After another week of roller coaster market action, investors may be looking at the balance in their 401(k) plan and wonder what they should do about their retirement savings.
The volatility in the U.S. and global equity markets has led some “buy-and-hold” investors to make major moves in their retirement plans.
Daily trading activity in 401(k) plans was more than double the normal level at the end of October, as the S&P 500 index tumbled and investors moved away from equities into fixed income, according to Alight Solutions.
Daily 401(k) trading jumped again recently as the markets rebounded and investors moved back into equities, and stabilized a bit this week. While this daily trading activity represents a small fraction of total 401(k) balances in the U.S., data from Alight shows the past few weeks have seen some of the highest levels of trading since mid-April.

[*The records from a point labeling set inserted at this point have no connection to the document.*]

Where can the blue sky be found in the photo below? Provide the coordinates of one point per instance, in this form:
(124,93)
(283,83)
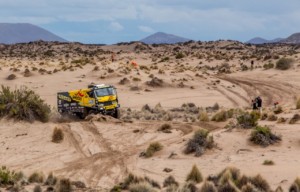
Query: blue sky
(112,21)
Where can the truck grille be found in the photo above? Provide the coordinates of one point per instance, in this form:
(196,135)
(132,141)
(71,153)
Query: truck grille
(107,103)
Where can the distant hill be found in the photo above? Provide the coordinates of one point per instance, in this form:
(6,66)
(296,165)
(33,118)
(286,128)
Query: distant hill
(25,32)
(163,38)
(259,40)
(293,39)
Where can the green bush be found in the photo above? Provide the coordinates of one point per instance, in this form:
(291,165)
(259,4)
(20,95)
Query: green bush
(262,135)
(268,162)
(194,175)
(199,143)
(284,63)
(248,120)
(8,177)
(23,104)
(153,147)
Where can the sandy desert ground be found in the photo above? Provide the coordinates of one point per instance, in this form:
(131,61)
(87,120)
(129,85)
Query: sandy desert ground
(101,153)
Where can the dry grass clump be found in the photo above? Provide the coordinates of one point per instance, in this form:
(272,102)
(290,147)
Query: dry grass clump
(64,185)
(36,177)
(284,63)
(11,77)
(23,104)
(195,175)
(248,120)
(199,143)
(57,135)
(208,187)
(8,177)
(165,128)
(262,135)
(153,148)
(294,119)
(268,162)
(131,180)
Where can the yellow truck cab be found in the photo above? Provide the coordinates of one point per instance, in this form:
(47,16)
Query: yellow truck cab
(94,99)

However, Investors may be buying and selling in their 401(k)s on emotion instead of based on their financial goals, says Rob Austin, vice president of research at Alight.
“Rather than making a knee-jerk reaction to market swings in either direction, investors need to have an investment strategy in place that helps meet their short-and-long-term goals,” Austin said. “They need to stick to that game plan, even when times are tough.” Often, that doesn’t happen.

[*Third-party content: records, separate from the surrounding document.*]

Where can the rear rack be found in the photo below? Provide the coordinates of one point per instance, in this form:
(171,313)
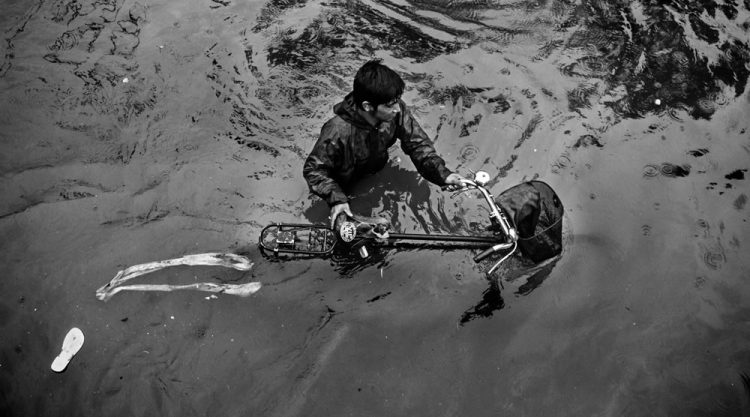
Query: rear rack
(297,239)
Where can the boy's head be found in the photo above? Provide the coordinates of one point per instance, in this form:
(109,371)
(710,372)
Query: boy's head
(376,84)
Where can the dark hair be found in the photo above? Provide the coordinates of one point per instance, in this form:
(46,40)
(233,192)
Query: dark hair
(377,84)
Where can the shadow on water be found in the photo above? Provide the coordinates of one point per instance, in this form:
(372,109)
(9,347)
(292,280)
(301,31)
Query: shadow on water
(516,270)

Legg Mason surveyed 1,000 investors last summer who had at least $50,000 in investable assets. Nearly one in three investors admitted to making an emotional decision to sell in a 401(k) plan that they later regretted. And almost half of those who sold described their investment knowledge as “expert or advanced.”
No matter how much you know about investments, poor choices in other areas can do even more damage to your retirement. “More often than not a ‘retirement fail’ is caused by decisions that bring immediate gratification but long term don’t help you achieve what you most desire, mainly happiness and security,” said financial advisor and “Retirement Fail” author Greg Sullivan.